- Source: Three-check chess
Three-check chess, also simply known as three-check, is a chess variant where a player can win by placing their opponent in check three times. Apart from this, standard rules of chess apply, including starting position and other ending conditions, such as stalemate and checkmate. A move is considered to give one check if the king is threatened, regardless if multiple pieces are checking the king. Three check can be played over the board, but it is also popular on internet chess servers such as Chess.com and Lichess.
History
It is unknown specifically where three-check chess originated, but David Pritchard, author of The Encyclopedia of Chess Variants, suspected Soviet origin, and noted that Anatoly Karpov was an "invincible" player of three-check chess in his youth. On Lichess, the three-check world championship is hosted yearly. Other strong players who have played three-check include grandmasters Maxime Vachier-Lagrave and Sergei Zhigalko.
Strategy
Given that the game is quickly completed, and often not decided by checkmate, three-check players will frequently sacrifice pieces if they are guaranteed to achieve one or multiple checks on the king. Opening diagonals towards the king is inadvisable – 1. d4? allows the immediate 1... e5! taking advantage of white's dark-squared weaknesses upon the a5-e1 diagonal.
International Master Daniel Rensch has written for Chess.com on strategical and tactical opportunities to be wary of while playing three-check:
Keep the diagonals to one's own king closed. Rensch recommends the Sicilian Defence, though warns of a deadly trap: 1. e4 c5 2. Bc4 Nc6?? 3. Bxf7+! Kxf7 4. Qh5+ and white delivers the third check on the next move.
Remove one's own king from an open file - although Rensch does not consider files to be as dangerous as diagonals in three-check, he mentions that "open files are the quickest way for a winning position to become a lost one in three-check!"
Never allow consecutive checks, even if it means gaining material. The initiative in three-check is extremely powerful, and it is common to sacrifice several pieces to achieve multiple checks.
A queen is especially powerful, because with few exceptions it is always able to get at least two consecutive checks.
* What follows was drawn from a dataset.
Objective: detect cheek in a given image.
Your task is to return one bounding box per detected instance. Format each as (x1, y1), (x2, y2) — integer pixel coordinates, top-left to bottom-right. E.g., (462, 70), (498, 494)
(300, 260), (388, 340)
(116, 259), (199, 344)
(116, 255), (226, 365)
The exceptions are: the queen can be captured immediately; the queen is absolutely pinned against its own king and the line of the pin has no square from which the queen can give a followup check; or a cross-check achieved by a discovered check where the moving piece blocks the original check, and the queen cannot block the check or capture the checking piece with check (including when the cross-check is the third check for that player, and when the blocking move also absolutely pins the queen).
References
Sources
Pritchard, D. B. (1994). The Encyclopedia of Chess Variants. Games & Puzzles Publications. ISBN 0-9524142-0-1.
Pritchard, D. B. (2007). Beasley, John (ed.). The Classified Encyclopedia of Chess Variants. John Beasley. ISBN 978-0-9555168-0-1.